Vail Daily column: A pathway to prosperity
I listened to a longtime Vail thought leader discuss how the town is not economically sustainable. A recent report by RealtyTrac shows Eagle County as the “least” affordable county in the country with housing being 138 percent of the average wage. The report cited other counties that Eagle edged out for first place (Brooklyn, New York, which needs 126 percent, and Marin County, California, which needs 119 percent). The other two markets have a huge advantage over Eagle, with millions of high-paying jobs within 50 miles that allow professionals to easily move up the socio-economic ladder if desired.
So how did Vail end up where it is? We can slice and dice decades of planning and zoning, but we can also analyze the ecosystem to determine how it may help us move into the future toward sustainability. Just as a company has a culture that can help to produce bottom line results, communities also can use their culture to do the same.
The difficulty of planning for the future is the allocation of resources. Often, resources aren’t spent to mitigate running into issues like affordability, but they are spent on initiatives that cross a critical line to become a crisis. Post-crisis, resources tend to be spent exponentially over what would have been spent in smaller increments over a longer period.

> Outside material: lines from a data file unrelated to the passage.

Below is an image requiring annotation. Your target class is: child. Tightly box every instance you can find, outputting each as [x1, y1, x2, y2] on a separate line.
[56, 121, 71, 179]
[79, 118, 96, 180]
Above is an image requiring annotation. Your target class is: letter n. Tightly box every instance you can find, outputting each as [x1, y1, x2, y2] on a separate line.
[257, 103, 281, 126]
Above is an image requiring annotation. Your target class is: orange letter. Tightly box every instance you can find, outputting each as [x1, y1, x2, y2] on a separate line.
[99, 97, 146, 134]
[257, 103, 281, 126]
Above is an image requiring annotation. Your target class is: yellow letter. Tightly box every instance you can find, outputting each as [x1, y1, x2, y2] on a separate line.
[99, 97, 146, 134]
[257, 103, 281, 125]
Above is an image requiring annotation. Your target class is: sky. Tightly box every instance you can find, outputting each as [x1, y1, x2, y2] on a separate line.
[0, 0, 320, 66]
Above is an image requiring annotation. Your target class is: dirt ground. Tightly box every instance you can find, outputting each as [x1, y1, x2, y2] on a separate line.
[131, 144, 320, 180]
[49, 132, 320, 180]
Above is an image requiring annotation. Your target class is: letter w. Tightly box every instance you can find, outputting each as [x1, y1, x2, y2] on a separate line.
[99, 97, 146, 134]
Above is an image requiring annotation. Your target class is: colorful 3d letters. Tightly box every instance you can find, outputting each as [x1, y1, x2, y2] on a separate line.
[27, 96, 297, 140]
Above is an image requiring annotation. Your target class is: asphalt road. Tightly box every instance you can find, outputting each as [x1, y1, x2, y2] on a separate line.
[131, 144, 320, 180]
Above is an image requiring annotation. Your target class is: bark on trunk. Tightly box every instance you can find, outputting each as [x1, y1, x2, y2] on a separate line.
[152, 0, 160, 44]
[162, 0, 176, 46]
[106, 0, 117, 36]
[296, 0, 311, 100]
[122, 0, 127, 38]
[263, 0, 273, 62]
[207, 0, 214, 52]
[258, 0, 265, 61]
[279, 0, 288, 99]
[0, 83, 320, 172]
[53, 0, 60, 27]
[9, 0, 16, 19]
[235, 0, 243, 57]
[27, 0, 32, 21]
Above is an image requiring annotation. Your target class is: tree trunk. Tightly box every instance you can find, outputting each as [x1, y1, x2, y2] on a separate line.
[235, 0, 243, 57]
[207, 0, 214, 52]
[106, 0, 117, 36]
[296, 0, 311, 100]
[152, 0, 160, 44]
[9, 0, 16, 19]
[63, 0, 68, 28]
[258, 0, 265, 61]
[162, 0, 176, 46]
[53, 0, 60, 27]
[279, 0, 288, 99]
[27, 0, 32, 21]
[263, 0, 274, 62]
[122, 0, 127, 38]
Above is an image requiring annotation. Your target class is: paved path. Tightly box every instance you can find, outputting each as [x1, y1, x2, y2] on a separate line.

An example of this nationally was decades of discussion around healthcare costs without any action. As crisis spawned, decisions were made in haste that are now much more costly than if the problems would have been addressed earlier.
Our national debt is a good example of two ways to grow out of a problem. There are two pathways — the government can right size itself, or we can rely on economic growth of GDP to help reduce our overall exposure and allow for the re-payment at a faster pace. The answer is not an either/or decision, but combination is usually more practical than when dealing with large macro issues.

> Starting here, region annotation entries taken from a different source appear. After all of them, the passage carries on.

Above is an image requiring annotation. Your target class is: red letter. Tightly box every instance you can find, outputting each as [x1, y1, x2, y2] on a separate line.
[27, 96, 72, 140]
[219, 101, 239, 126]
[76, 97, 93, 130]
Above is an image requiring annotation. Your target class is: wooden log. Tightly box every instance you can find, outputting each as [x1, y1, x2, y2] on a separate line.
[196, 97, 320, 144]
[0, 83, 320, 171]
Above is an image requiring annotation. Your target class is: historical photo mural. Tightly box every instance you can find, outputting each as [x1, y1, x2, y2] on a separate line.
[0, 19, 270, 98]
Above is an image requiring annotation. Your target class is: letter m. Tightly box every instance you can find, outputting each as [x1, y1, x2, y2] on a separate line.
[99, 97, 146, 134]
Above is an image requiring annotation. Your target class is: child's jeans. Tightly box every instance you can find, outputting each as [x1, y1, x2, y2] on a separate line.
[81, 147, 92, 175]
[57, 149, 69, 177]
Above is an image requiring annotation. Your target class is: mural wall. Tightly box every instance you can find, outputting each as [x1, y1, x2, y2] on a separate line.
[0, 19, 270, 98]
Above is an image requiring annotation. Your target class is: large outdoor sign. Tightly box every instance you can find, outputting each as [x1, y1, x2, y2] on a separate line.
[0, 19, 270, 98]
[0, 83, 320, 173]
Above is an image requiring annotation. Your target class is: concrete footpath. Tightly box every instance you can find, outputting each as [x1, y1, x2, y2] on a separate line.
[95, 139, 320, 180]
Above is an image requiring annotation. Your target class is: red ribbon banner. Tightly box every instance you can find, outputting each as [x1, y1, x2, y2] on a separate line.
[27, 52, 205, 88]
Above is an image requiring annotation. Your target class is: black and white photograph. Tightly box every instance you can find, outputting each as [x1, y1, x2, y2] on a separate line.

In Vail, the choices of cutting vs. growth are trickier when the crisis appears to be something you that must spend your way out of. Spending to subsidize housing, spending to buy land, spending to provide better transit and my favorite type of spending — spending to plan a plan that will be a plan until the next group develops a plan. This last example also links to the saying “doing nothing is a defined strategy.”
In 1636, as our country was being founded, a man named John Harvard insisted that this new land be seeded with an institution that brought his home country much prosperity — a university, a place where social mobility became an outcome of the investment in education that provided dividends to a nation for decades after the course work. Harvard quickly became a community asset where men (and women) developed their core skills to advance the country in new directions, with new ideas to concur the challenges of the day.
This pathway to prosperity unlocks the hidden value in a society or a community.
In Eagle County, we have no idea the hidden value of our talent, but with the growth of the human mind, new ideas will arise and growth will occur without relying exclusively on spending. Housing will begin to be more affordable due to a well-educated workforce of professionals earning the top wages for their field compared to national averages. This strategy won’t address housing for all levels of income, but it will start to secure the professional base in the valley that will ensure a stable economic base through higher retention levels.
Complex issues can overwhelm a community, and crisis mode can create a knee-jerk approach. A simple two-step process that has the potential to lead a community to sustainability: One, educate yourself to the next level of performance; two, give the gift of your education to those around you to elevate their performance. For many adults, learning has become a thing of their past. Learning has become something that appears during a conference or a lecture series. Although you may find inspiration during a speaker series, true skill-building and unlocking of our community value will occur at faster rates through the same diligence required at the university level.